La Brève et Merveilleuse Vie d’Oscar Wao de Junot Díaz :  » (…) je ne crois pas aux malédictions. Je crois que seule la vie existe. »

Paru en 2008,La Brève et Merveilleuse Vie d’Oscar Wao le premier roman de Junot Diaz, écrivain dominico-américain, né en 1968 (par ailleurs prof de creative writing à New-York), après un recueil remarqué de nouvelles « Los boys » publié en 1996, a connu un buzz retentissant tant côté lecteurs que médias. On acclame sa « prose bouillonnante épique et hilarante » sa « tchache débridée qui met le feu à la langue » ou encore son « explosion verbale étourdissante ». Lauréat du National Book Critics Circle Award et du prix Pulitzer, tout juste sorti en poche chez 10/18, ce roman foisonnant mêle plus ou moins habilement récit intimiste et satire politique à travers l’histoire d’une famille dominicaine immigrée dans le New-Jersey. Et plus particulièrement son dernier rejeton, le fameux Oscar qui donne son nom au roman. A la fois roman d’initiation décalée et saga historico-générationnelle matinée de réalisme magique, « La brève et merveilleuse vie d’Oscar Wao » est un curieux mélange d’influences et de style qui finit, malgré ses défauts, par emporter son lecteur… :

Il était une fois Oscar, jeune américain d’origine dominicaine et looser patenté vivant dans le New Jersey avec sa mère et sa sœur Lola. « Notre héros, c’était pas un de ces lascars dominicains dont tout le monde tchatche – c’était pas un as de la batte ou un bachatero choucard, ni un bogosse avec un milliard de bombax scotchées au slibard. Et à part une brève période au début de sa vie, il a jamais trop eu la cote avec les meufs, le mec (ce qui est particulièrement peu dominicain de sa part). » Le ton est donné ! Obèse, geek limite otaku, fan de Stephen King, de SF et autre héroic fantasy, persécuté de tous, cette « grosse tâche solitaire » collectionne les tares et les échecs amoureux… Et pour couronner le tout, la force d’amour d’Oscar, véritable cœur d’artichaut, est inversement proportionnel au rejet qu’il inspire : « Son affection – cette masse gravitationnelle d’amour, de peur, d’envie, de désir et de concupiscence qu’il projetait vers toutes les filles à sa portée, sans exception, nonobstant leur âge, leur apparence ou leur disponibilité – lui brisait le cœur chaque jour que Dieu faisait. ».

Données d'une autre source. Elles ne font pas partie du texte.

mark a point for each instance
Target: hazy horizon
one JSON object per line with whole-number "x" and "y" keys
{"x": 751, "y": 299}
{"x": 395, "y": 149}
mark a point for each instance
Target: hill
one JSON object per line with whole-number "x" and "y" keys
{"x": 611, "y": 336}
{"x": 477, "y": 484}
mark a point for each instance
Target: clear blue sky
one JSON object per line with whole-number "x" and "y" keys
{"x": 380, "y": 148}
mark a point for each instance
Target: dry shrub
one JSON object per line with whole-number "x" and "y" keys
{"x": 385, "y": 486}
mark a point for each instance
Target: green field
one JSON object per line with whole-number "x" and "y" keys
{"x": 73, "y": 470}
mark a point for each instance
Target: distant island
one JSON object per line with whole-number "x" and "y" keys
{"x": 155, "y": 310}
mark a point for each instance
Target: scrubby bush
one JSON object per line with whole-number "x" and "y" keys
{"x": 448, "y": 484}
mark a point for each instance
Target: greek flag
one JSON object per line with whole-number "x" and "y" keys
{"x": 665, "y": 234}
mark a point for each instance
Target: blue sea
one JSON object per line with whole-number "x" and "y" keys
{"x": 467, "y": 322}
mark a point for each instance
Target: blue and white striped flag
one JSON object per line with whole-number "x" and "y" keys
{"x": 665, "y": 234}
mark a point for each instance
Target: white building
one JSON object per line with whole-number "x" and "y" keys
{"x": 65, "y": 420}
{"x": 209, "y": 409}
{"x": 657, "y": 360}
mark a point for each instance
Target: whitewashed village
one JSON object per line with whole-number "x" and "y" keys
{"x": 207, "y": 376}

C’est ainsi que le roman débute en nous narrant ses déboires, de la petite école à l’université, dans la veine d’un Ignatus Reilly (La conjuration des imbéciles) ou encore d’un Ed (« De mal en pis » d’Alex Robinson). Et l’on craint de tomber dans une énième histoire d’anti-héros moderne et de misère sexuelle aux clichés éculés du genre. Mais subitement on change d’univers en découvrant la vie de la sœur d’Oscar, Lola, punkette rebelle et fugueuse tout aussi malchanceuse en amour mais vraie dure à cuire. Puis, sans crier gare, on plonge dans la vie d’un autre membre de sa famille, sa mère, femme de caractère et tyrannique, à l’emprise étouffante sur sa « hija » qui « plante ses yeux jusque dans la moelle de ses rêves ».

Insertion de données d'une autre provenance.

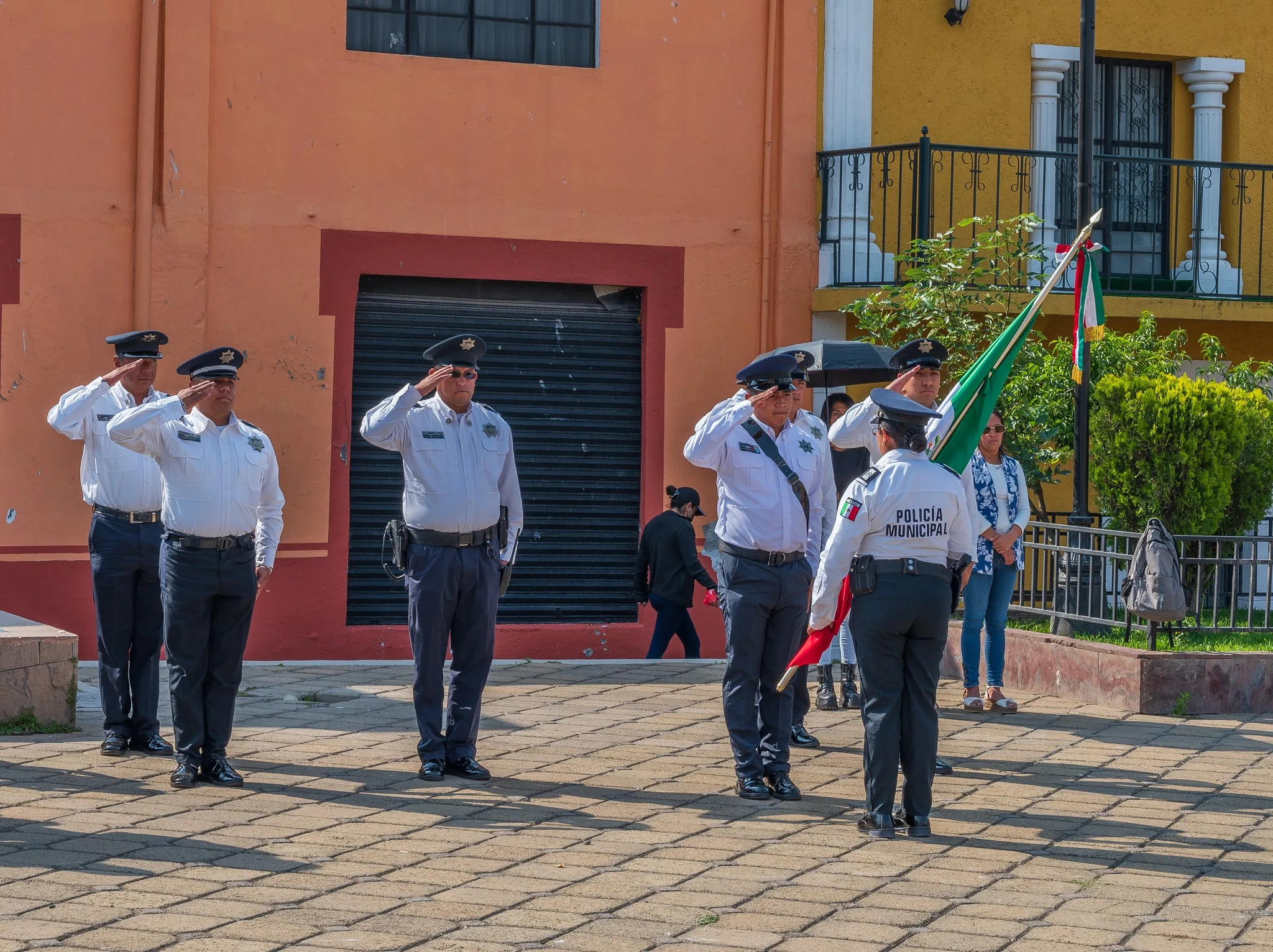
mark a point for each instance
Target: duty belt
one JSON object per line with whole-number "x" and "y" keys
{"x": 913, "y": 567}
{"x": 221, "y": 542}
{"x": 456, "y": 540}
{"x": 124, "y": 516}
{"x": 760, "y": 556}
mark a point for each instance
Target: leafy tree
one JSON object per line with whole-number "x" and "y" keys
{"x": 1165, "y": 447}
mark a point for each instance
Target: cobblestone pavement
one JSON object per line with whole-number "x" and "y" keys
{"x": 610, "y": 826}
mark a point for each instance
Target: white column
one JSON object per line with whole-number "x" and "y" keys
{"x": 1206, "y": 263}
{"x": 1048, "y": 68}
{"x": 852, "y": 254}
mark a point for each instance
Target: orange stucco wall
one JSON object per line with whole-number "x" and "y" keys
{"x": 270, "y": 131}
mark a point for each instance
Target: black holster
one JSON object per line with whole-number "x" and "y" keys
{"x": 862, "y": 574}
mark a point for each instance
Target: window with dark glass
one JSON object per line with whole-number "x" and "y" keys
{"x": 551, "y": 32}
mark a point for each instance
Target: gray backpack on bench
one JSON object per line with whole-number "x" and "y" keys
{"x": 1152, "y": 587}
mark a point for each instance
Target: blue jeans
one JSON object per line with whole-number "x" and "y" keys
{"x": 986, "y": 600}
{"x": 673, "y": 620}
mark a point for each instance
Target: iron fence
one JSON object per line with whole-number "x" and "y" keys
{"x": 1172, "y": 227}
{"x": 1077, "y": 573}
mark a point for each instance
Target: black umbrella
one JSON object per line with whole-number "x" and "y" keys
{"x": 845, "y": 363}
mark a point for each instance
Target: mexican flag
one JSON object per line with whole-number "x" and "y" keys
{"x": 1089, "y": 307}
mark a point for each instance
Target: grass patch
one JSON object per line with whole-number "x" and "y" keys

Une femme plantureuse « aux aréoles aussi grosses que des soucoupes et noires comme de la suie » qui font sa fierté : « Ta mère est convaincue que si tu mangeais davantage de platanos tu acquerrais toi-aussi ces fabuleux caractères sexuels secondaires dignes de faire dérailler les trains. ». Cette mère, de son petit nom « Beli », nous entraîne également dans sa jeunesse tumultueuse de séductrice au physique ravageur : « (…) chaque fois qu’elle devait s’aventurer à l’extérieur, Beli avait l’impression de pénétrer dans une Salle des dangers saturée des regards lasers des hommes et des murmures assassins des femmes. ». Comme sa fille, elle tirera le mauvais numéro en s’amourachant d’un gangster qui lui cache encore bien d’autres mauvaises surprises…

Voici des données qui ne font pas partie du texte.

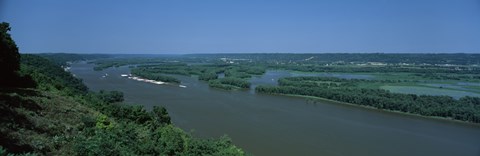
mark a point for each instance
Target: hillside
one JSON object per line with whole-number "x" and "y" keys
{"x": 59, "y": 116}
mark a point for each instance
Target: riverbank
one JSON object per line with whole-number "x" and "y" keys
{"x": 377, "y": 109}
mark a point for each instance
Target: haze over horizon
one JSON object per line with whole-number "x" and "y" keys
{"x": 215, "y": 26}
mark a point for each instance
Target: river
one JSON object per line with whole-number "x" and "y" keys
{"x": 280, "y": 125}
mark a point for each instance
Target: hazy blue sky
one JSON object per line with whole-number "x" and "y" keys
{"x": 201, "y": 26}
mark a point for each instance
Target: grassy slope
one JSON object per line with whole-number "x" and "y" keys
{"x": 59, "y": 118}
{"x": 41, "y": 121}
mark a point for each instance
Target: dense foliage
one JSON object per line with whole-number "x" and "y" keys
{"x": 344, "y": 90}
{"x": 9, "y": 57}
{"x": 61, "y": 117}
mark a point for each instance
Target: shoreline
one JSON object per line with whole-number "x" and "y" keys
{"x": 378, "y": 109}
{"x": 136, "y": 78}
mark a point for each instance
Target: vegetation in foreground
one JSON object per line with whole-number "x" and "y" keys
{"x": 54, "y": 114}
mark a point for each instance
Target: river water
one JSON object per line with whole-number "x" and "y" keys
{"x": 280, "y": 125}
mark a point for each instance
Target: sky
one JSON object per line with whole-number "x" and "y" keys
{"x": 244, "y": 26}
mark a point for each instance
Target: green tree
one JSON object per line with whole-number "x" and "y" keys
{"x": 9, "y": 57}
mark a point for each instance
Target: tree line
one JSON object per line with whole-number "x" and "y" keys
{"x": 465, "y": 109}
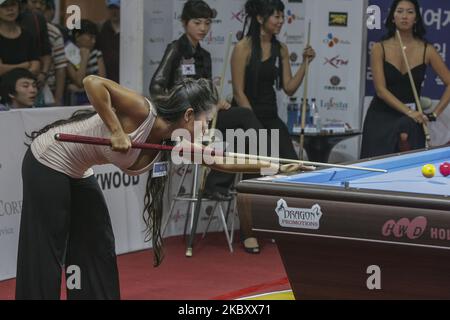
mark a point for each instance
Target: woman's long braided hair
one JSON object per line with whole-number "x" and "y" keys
{"x": 201, "y": 96}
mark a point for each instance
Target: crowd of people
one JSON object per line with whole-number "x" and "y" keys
{"x": 50, "y": 59}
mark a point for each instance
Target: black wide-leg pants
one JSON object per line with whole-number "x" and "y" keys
{"x": 64, "y": 223}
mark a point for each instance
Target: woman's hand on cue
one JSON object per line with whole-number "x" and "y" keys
{"x": 418, "y": 117}
{"x": 120, "y": 142}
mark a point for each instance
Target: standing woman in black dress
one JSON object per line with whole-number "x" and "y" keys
{"x": 393, "y": 123}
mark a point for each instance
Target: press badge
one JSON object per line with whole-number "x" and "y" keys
{"x": 160, "y": 169}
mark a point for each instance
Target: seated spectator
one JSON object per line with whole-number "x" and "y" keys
{"x": 18, "y": 89}
{"x": 49, "y": 15}
{"x": 109, "y": 40}
{"x": 17, "y": 47}
{"x": 84, "y": 60}
{"x": 54, "y": 81}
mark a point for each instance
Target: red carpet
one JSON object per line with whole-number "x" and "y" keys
{"x": 212, "y": 273}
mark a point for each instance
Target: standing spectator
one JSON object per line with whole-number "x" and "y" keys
{"x": 86, "y": 61}
{"x": 18, "y": 89}
{"x": 109, "y": 40}
{"x": 56, "y": 76}
{"x": 17, "y": 48}
{"x": 35, "y": 23}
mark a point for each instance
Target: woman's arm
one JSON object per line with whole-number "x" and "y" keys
{"x": 239, "y": 60}
{"x": 160, "y": 81}
{"x": 292, "y": 83}
{"x": 442, "y": 71}
{"x": 111, "y": 100}
{"x": 377, "y": 64}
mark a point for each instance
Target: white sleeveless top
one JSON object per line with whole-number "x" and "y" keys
{"x": 76, "y": 160}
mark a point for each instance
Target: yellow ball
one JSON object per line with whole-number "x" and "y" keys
{"x": 428, "y": 171}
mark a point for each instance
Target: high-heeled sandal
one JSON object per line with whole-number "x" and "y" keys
{"x": 251, "y": 249}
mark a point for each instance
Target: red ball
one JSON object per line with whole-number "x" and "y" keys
{"x": 445, "y": 169}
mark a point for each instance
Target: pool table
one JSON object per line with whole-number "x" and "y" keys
{"x": 346, "y": 234}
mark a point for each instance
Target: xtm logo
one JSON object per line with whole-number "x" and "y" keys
{"x": 291, "y": 17}
{"x": 336, "y": 62}
{"x": 332, "y": 41}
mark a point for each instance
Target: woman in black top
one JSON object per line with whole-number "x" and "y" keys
{"x": 259, "y": 61}
{"x": 185, "y": 58}
{"x": 392, "y": 123}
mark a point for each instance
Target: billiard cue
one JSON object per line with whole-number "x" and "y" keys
{"x": 201, "y": 150}
{"x": 201, "y": 190}
{"x": 305, "y": 96}
{"x": 413, "y": 86}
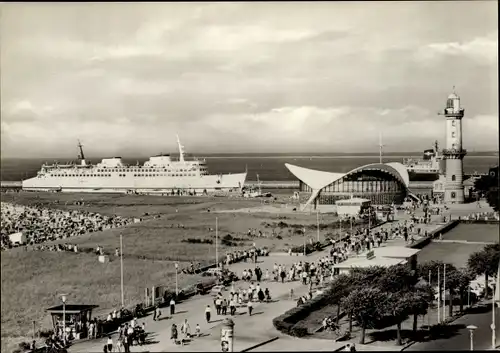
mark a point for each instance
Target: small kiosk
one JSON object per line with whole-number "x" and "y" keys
{"x": 76, "y": 317}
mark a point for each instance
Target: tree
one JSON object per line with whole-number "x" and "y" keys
{"x": 367, "y": 306}
{"x": 485, "y": 262}
{"x": 340, "y": 288}
{"x": 398, "y": 307}
{"x": 421, "y": 299}
{"x": 488, "y": 185}
{"x": 399, "y": 278}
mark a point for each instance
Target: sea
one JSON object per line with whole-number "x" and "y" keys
{"x": 269, "y": 167}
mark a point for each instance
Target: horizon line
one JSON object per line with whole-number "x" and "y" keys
{"x": 304, "y": 154}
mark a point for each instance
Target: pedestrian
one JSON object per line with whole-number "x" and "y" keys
{"x": 218, "y": 305}
{"x": 158, "y": 313}
{"x": 232, "y": 307}
{"x": 126, "y": 345}
{"x": 261, "y": 295}
{"x": 173, "y": 333}
{"x": 207, "y": 313}
{"x": 110, "y": 344}
{"x": 224, "y": 306}
{"x": 172, "y": 307}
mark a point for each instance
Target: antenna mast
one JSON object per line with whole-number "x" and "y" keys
{"x": 181, "y": 149}
{"x": 82, "y": 156}
{"x": 380, "y": 146}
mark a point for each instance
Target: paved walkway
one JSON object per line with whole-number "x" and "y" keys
{"x": 249, "y": 331}
{"x": 257, "y": 328}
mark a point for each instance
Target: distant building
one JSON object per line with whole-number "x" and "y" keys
{"x": 352, "y": 207}
{"x": 454, "y": 153}
{"x": 17, "y": 238}
{"x": 380, "y": 183}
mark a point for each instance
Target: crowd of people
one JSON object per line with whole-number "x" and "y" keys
{"x": 39, "y": 224}
{"x": 231, "y": 257}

On continue le jeu des poupées russes, en remontant jusqu’à son père, soit le grand-père d’Oscar, chirurgien renommé à la solde du régime dominicain dont la chute et la fin tragique est peut-être l’une des histoires les plus captivantes (et terrifiantes). Enfin, on fera la connaissance de la Inca, la mère adoptive de Beli (et sa tante), autre femme de poigne qui la recueillera.
Mais une question demeure : Oscar, éternel célibataire, connaîtra-t-il enfin l’amour ou sera-t-il lui-aussi une victime de plus de la malédiction, le fuku (mauvais sort selon les coutumes dominicaines) qui nuit à sa famille depuis des décennies ?

Saga générationnelle
Ces destinées générationnelles contées successivement, qui se croisent et se recoupent au fil des époques, dévoilant secrets de famille et vieilles légendes, font l’originalité et la force du récit. Cette construction narrative parfaitement découpée renouvelle l’intérêt –croissant- du lecteur qui se demande où cette saga familiale riche et déjantée va le mener…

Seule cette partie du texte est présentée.